After the new idea is tested and proven, business department then provision equipment in their internal IT and migrate their services from the cloud back to their inhouse data center. At this stage the approval is much easier as the new idea is proven already.


Hybrid Cloud

Therefore, for large enterprise it will not be a "all inhouse" or "all cloud" setup. In most cases, I believe it will be a hybrid environment where some parts of the application is running in the data center while other parts is running inside the cloud. These different components need to interact with each other in a transparent way without sacrificing security, performance and control. In fact, having the ability to migrate application components seamlessly between the "inhouse data center" and "public cloud" enable the enterprise to put their functionality in places with lowest cost, hence further optimize their cost efficiency.

Unfortunately, cloud providers are not motivated to encourage their customer to run in a hybrid environment (they want all your business, not just part of it). They are also not interested to provide an easy way for their customer to migrate their application from the cloud to their IT. This is a gap where I think new cloud technology startups may fill.


Virtualizing internal data center

How about running some virtualization software (e.g. VMWare, Xen ... etc) in house to make your data center look very similar to the cloud ?

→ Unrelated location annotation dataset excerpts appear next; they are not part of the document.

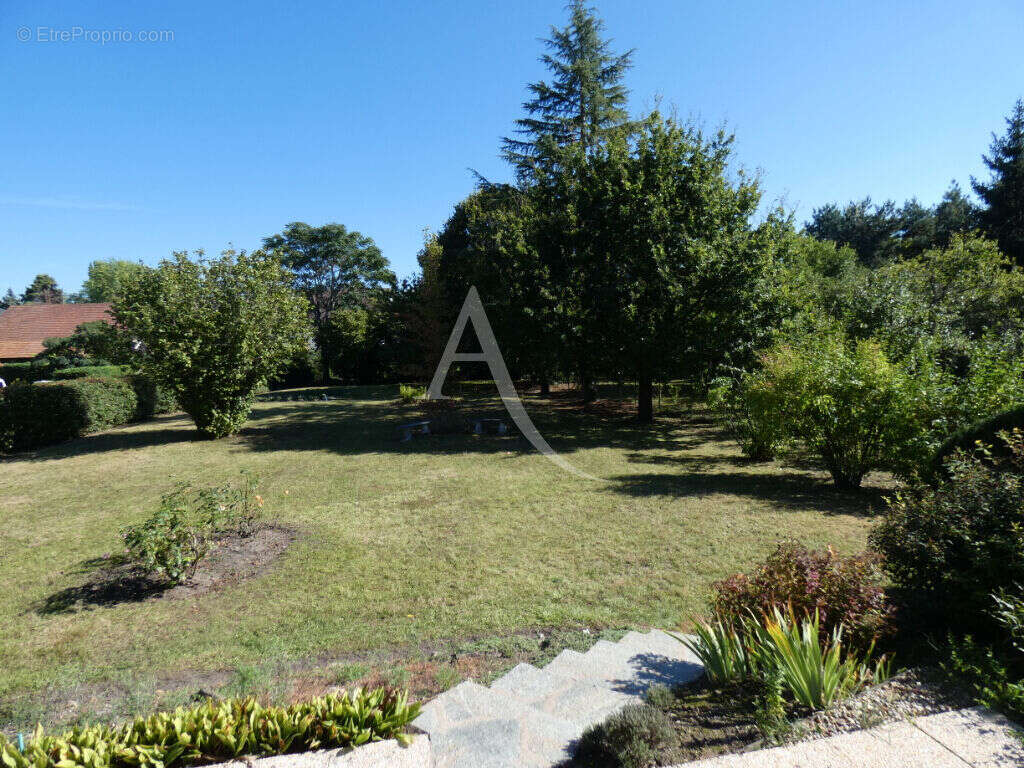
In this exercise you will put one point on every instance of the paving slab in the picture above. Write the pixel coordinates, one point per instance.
(980, 736)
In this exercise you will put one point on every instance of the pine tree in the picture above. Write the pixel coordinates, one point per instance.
(584, 99)
(1003, 218)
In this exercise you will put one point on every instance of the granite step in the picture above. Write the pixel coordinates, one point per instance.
(580, 701)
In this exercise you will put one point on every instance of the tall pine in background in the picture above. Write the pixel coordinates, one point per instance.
(1003, 218)
(583, 101)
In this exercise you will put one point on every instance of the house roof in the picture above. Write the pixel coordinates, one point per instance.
(24, 328)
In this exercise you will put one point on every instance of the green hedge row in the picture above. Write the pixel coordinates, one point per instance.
(34, 415)
(31, 371)
(90, 372)
(221, 731)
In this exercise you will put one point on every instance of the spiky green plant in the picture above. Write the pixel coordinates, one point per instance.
(814, 669)
(721, 650)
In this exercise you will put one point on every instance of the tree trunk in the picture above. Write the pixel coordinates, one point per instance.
(589, 394)
(645, 398)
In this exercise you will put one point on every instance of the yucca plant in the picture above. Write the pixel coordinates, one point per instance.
(814, 669)
(722, 651)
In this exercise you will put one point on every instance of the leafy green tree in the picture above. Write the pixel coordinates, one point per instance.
(658, 253)
(585, 97)
(956, 214)
(8, 300)
(867, 228)
(214, 331)
(334, 268)
(44, 290)
(1003, 218)
(107, 278)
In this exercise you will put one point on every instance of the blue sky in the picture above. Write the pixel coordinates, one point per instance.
(371, 114)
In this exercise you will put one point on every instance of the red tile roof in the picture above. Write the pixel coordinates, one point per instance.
(24, 328)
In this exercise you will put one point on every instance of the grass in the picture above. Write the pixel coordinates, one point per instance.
(399, 545)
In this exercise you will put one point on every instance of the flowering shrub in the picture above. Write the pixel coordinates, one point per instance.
(842, 590)
(179, 534)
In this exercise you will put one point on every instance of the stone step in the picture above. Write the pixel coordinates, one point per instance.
(471, 726)
(580, 701)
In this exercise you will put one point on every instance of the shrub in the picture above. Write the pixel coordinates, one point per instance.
(90, 372)
(27, 372)
(846, 401)
(214, 331)
(722, 651)
(179, 534)
(840, 590)
(411, 393)
(985, 431)
(220, 731)
(153, 397)
(952, 545)
(43, 414)
(811, 664)
(754, 424)
(814, 666)
(638, 736)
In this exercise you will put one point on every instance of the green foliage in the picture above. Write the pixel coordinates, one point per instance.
(43, 289)
(813, 666)
(841, 591)
(1004, 195)
(27, 372)
(179, 534)
(991, 680)
(335, 269)
(951, 545)
(220, 731)
(770, 716)
(91, 372)
(214, 331)
(816, 667)
(847, 402)
(631, 738)
(37, 415)
(722, 650)
(585, 99)
(985, 431)
(108, 279)
(97, 340)
(753, 423)
(411, 393)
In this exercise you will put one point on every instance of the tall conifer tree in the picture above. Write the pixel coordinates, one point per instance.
(1003, 216)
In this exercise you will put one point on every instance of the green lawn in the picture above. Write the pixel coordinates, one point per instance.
(444, 537)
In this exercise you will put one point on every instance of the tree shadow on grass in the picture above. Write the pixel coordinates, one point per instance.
(111, 581)
(793, 491)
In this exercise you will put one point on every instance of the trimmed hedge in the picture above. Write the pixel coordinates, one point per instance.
(986, 431)
(90, 372)
(31, 371)
(38, 415)
(34, 415)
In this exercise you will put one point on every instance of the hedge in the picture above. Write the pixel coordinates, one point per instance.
(34, 415)
(30, 371)
(221, 731)
(986, 431)
(90, 372)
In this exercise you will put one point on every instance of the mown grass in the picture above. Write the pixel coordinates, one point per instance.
(399, 543)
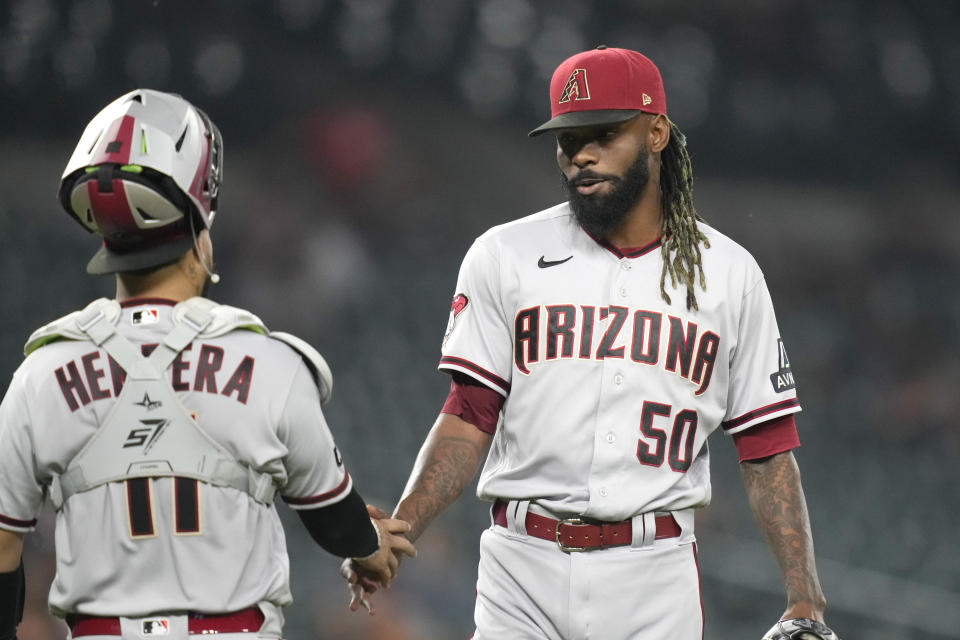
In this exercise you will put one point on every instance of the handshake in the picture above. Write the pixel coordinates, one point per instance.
(365, 575)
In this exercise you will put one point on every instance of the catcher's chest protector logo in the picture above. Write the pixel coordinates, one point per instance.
(155, 627)
(782, 379)
(576, 87)
(460, 302)
(145, 316)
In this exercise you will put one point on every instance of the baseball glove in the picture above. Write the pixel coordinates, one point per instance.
(800, 629)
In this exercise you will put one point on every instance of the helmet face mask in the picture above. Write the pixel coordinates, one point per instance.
(144, 166)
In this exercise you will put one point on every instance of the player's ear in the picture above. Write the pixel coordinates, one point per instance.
(658, 134)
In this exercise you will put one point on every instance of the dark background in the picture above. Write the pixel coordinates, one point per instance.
(369, 141)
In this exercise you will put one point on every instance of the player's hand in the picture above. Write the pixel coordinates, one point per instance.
(365, 575)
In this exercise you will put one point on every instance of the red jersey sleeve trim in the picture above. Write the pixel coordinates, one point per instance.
(474, 403)
(767, 439)
(20, 524)
(791, 403)
(475, 370)
(323, 497)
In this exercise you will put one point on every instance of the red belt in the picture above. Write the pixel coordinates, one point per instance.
(572, 534)
(248, 620)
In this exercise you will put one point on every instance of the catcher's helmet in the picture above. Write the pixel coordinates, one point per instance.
(147, 169)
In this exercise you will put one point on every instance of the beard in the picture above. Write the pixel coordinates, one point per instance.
(601, 214)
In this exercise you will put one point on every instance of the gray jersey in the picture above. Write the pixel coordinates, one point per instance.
(136, 547)
(610, 391)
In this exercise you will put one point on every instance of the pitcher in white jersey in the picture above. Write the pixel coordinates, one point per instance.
(593, 348)
(160, 424)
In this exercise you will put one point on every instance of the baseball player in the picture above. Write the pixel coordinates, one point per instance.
(593, 348)
(161, 425)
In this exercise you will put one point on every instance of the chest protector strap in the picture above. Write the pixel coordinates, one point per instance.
(148, 432)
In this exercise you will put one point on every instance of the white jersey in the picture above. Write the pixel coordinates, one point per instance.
(610, 391)
(136, 547)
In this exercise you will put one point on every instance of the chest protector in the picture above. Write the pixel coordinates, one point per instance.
(148, 432)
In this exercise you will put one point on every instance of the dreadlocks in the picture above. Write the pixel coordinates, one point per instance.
(678, 227)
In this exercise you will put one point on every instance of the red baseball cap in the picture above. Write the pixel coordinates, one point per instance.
(603, 85)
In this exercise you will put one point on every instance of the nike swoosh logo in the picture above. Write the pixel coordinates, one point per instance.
(543, 264)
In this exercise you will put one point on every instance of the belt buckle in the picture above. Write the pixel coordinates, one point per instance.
(563, 547)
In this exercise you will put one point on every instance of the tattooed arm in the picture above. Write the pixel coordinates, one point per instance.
(780, 509)
(447, 462)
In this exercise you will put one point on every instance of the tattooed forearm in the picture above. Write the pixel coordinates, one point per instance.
(447, 463)
(778, 504)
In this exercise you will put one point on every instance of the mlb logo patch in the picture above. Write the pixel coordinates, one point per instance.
(155, 627)
(145, 316)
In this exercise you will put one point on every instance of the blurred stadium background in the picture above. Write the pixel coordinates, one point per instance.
(369, 141)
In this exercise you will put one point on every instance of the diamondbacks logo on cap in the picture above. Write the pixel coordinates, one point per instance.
(145, 316)
(155, 627)
(576, 87)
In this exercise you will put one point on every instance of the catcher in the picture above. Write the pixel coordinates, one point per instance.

While "virtualization" (which encourages sharing) is useful in a generic sense regardless whether the equipment is residing inhouse or in the cloud, the cost dynamics are quite different such that a different scheduling policy is needed.

For example, because cloud provider will charged whenever a VM instance is running, so it probably won't make sense to start the VM too early. Therefore I expect most of the cloud deployment scenarios for large enterprises are about launching multiple machines, do the heavy duty processing, and then shutdown all machines. In other words, the machines in the cloud will be keep idle for too long.

However, for inhouse equipment, there is no such cost involved. The enterprises would like to have all available resources (e.g. their employee's desktop can be used while they gone home) to be registered to the pool as soon as they are available. So the deployment scenario will become, register resources whenever available, resources sit idle waiting for job allocation, do the allocated job and then go back to the pool to wait for the next one.